Merhaba sevgili danışan, öncelikle bu durumu benimle paylaştığınız için teşekkür ederim. Bunları açıklıkla anlatıp çözüm arayışına koyulduğunuz için sizi takdir ediyorum, siz de kendinizi tebrik etmelisiniz.


Sevgili danışan, doğum öncesi ve doğumdan sonra hissettiğiniz depresif belirtiler birçok kadın tarafından deneyimlenebiliyor. Bu durum hayatınızı, bireylerle iletişiminizi ve eşinizle ilişkinizi etkiliyor olabilir.


Eşinize nasıl hissettiğinizi anlatmayı denediniz mi? Eğer anlatmadıysanız hislerinizi eşinizle paylaşmayı deneyebilirsiniz. Bazen yaşadığımız zorlukları tek başımıza atlatmak isteyebiliriz. Yanı başımızda bize destek olmak isteyen, bize destek olmaya son derece hazır olanları göremeyebiliriz. Güvendiğimiz, sevdiğimiz birinden alacağımız destek, zorlu durumları daha kolay atlatmamıza yardımcı olabilir. Yaşadığınız zor günleri eşinizle paylaşıp size destek olmasına izin verebilirsiniz :)

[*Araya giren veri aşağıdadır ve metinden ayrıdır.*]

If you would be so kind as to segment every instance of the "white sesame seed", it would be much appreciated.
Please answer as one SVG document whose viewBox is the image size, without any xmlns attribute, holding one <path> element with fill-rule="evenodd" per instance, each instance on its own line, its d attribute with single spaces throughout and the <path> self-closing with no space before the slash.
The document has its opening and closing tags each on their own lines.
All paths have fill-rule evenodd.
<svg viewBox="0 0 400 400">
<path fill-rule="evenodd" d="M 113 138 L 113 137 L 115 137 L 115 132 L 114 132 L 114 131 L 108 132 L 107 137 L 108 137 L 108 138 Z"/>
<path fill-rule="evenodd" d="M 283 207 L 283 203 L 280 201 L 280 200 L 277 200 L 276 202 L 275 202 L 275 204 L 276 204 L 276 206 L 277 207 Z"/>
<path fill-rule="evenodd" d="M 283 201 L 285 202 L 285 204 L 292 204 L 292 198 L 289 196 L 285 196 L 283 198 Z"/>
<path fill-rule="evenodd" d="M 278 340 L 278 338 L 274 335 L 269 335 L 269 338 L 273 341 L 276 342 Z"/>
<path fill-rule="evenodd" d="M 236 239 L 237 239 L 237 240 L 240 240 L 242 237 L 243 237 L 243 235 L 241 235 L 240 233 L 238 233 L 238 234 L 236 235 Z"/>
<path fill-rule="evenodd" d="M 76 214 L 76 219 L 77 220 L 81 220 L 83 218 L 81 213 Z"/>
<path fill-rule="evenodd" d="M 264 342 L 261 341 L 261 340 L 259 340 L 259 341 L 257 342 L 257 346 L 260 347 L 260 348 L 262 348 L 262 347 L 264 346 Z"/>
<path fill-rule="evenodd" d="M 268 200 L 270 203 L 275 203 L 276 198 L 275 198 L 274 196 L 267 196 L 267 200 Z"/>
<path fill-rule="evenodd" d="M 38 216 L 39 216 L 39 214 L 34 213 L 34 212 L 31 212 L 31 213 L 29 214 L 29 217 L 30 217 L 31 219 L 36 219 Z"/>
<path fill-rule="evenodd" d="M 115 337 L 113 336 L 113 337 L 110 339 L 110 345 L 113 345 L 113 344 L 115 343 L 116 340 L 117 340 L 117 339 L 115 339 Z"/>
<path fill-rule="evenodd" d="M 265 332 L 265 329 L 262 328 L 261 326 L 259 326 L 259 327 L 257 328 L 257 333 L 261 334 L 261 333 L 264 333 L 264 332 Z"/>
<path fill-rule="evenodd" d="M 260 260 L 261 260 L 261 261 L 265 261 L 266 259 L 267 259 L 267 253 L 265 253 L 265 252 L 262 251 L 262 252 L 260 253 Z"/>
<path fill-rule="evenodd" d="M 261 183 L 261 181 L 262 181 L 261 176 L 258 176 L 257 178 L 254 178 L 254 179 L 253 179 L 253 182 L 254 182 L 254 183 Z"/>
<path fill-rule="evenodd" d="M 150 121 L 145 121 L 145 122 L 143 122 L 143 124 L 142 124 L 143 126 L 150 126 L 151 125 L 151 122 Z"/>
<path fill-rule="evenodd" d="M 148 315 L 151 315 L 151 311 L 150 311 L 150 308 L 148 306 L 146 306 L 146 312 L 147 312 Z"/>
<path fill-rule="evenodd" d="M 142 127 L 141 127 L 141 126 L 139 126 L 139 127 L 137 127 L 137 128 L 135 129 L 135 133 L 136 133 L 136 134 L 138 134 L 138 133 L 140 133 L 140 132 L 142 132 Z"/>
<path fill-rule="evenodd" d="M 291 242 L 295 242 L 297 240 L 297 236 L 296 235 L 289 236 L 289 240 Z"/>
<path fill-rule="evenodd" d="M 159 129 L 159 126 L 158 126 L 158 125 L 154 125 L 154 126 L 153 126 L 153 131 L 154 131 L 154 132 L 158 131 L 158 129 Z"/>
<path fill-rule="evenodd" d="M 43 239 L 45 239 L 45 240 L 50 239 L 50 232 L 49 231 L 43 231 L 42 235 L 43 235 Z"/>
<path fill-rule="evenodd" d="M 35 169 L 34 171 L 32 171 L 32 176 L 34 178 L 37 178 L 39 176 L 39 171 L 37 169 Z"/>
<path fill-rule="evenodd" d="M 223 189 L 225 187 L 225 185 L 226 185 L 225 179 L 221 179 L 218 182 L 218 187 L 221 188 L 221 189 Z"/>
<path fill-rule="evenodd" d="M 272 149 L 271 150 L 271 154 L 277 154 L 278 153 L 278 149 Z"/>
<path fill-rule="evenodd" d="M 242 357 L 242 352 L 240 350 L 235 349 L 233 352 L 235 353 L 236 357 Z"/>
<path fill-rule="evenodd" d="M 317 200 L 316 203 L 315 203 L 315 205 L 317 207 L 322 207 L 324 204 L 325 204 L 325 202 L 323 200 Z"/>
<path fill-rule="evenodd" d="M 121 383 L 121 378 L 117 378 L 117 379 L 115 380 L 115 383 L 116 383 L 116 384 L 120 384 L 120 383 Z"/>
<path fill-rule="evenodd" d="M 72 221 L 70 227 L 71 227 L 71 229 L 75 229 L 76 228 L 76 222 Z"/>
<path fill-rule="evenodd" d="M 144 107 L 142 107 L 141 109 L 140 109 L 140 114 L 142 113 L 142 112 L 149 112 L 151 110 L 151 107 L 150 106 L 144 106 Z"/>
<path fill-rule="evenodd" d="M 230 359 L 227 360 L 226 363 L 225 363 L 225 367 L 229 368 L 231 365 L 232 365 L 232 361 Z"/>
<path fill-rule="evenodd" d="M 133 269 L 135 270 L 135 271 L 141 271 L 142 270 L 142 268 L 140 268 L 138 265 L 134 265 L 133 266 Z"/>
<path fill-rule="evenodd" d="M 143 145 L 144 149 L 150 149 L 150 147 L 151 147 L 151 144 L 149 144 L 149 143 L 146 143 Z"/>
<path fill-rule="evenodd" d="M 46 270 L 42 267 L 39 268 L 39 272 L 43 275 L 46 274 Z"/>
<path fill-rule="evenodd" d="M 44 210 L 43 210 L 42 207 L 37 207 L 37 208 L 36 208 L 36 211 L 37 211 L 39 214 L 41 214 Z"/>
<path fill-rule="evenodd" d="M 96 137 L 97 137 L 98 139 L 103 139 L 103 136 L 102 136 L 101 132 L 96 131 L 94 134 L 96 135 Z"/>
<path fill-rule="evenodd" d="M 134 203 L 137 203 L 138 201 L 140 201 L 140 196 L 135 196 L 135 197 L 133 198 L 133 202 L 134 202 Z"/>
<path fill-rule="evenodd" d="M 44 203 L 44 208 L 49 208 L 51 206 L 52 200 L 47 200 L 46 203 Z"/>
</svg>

Çift terapisine gitme düşünceniz çok kıymetli. Bir şeyleri iyileştirmek adına istekli olduğunuzu görebiliyorum. Çift terapisinden önce bireysel bir iyi oluş hedefleyip bireysel terapi almayı düşünebilirsiniz. Bahsettiğiniz ağlama krizleri, hayattan eskisi kadar keyif alamama, cinsel isteksizlik gibi durumları bir terapist ile konuşabilirsiniz.


Günlük rutininizin içerisine keyif alacağınız aktiviteler eklemek sizin için rahatlatıcı olabilir. Bunları gerçekleştirilmesi zor hedefler olarak düşünmeyin. İzlemekten keyif alacağınız bir film veya bir diziye başlayabilirsiniz. Günlük kısa yürüyüşler yapabilirsiniz. Kendinize bir hobi edinebilir ve onunla ilgilenebilirsiniz.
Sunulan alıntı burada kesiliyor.